As my colleague Paul Sawers recently wrote , vector databases are having a moment as the AI hype cycle reaches its peak. That's because it's useful for all kinds of AI applications, from content recommendations on e-commerce and social media platforms to hallucination mitigation.
Competition for vector databases is fierce. See Qdrant, Vespa, Weaviate, Pinecone, Chroma to name a few vendors (excluding big tech companies). So what's unique about LanceDB? According to Chang, it offers increased flexibility, performance, and scalability.
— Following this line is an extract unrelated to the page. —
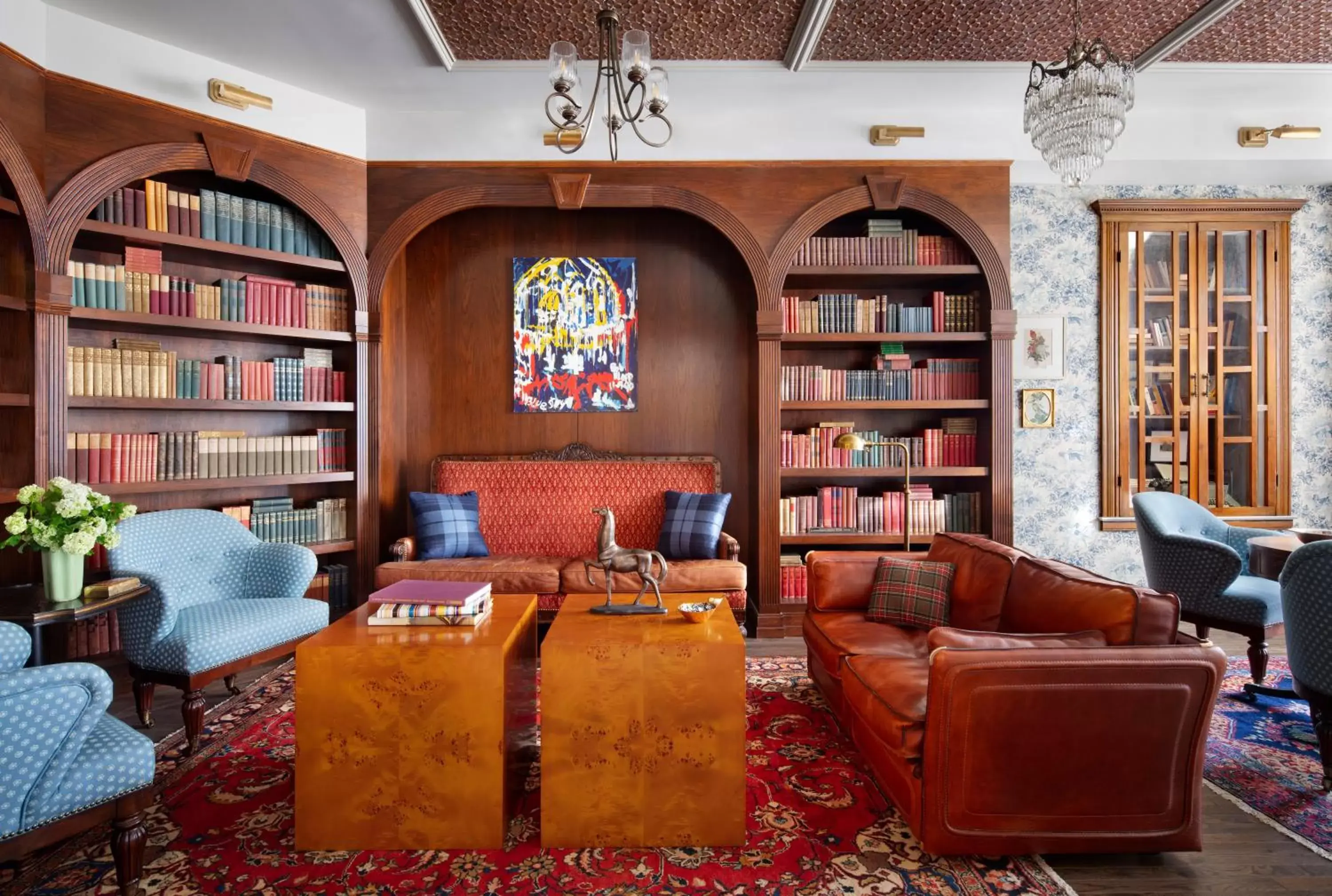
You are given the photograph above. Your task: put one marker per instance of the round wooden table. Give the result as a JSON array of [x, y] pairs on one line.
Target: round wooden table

For one, LanceDB, built on Apache Arrow, leverages Lance Format, a custom data format optimized for multimodal AI training and analysis, Chang said. Lance Format enables LanceDB to process up to billions of vectors and petabytes of text, images, and video, and allows engineers to manage the various formats of metadata associated with that data. .
“Until now, there has been no system that can integrate training, exploration, search, and large-scale data processing,” says Chan. “Lance Format gives AI researchers and engineers a single source of truth and blazing-fast performance across their AI pipelines. It's more than just storing vectors. ”
LanceDB makes money by selling fully managed versions of its open source software with added features such as hardware acceleration and governance controls, and business appears to be strong. The company's customer list includes his Midjourney text-to-image conversion platform, chatbot unicorn Character.ai, self-driving car startup WeRide, and Airtable.
However, LanceDB's recent VC backing won't shift attention away from the open source project, Zhang insists, which he says currently receives about 600,000 downloads per month.
“We wanted to build something that would make it 10 times easier for AI teams to work with large-scale multimodal data,” he said. “LanceDB offers and continues to offer a very rich set of ecosystem integrations to minimize deployment effort.”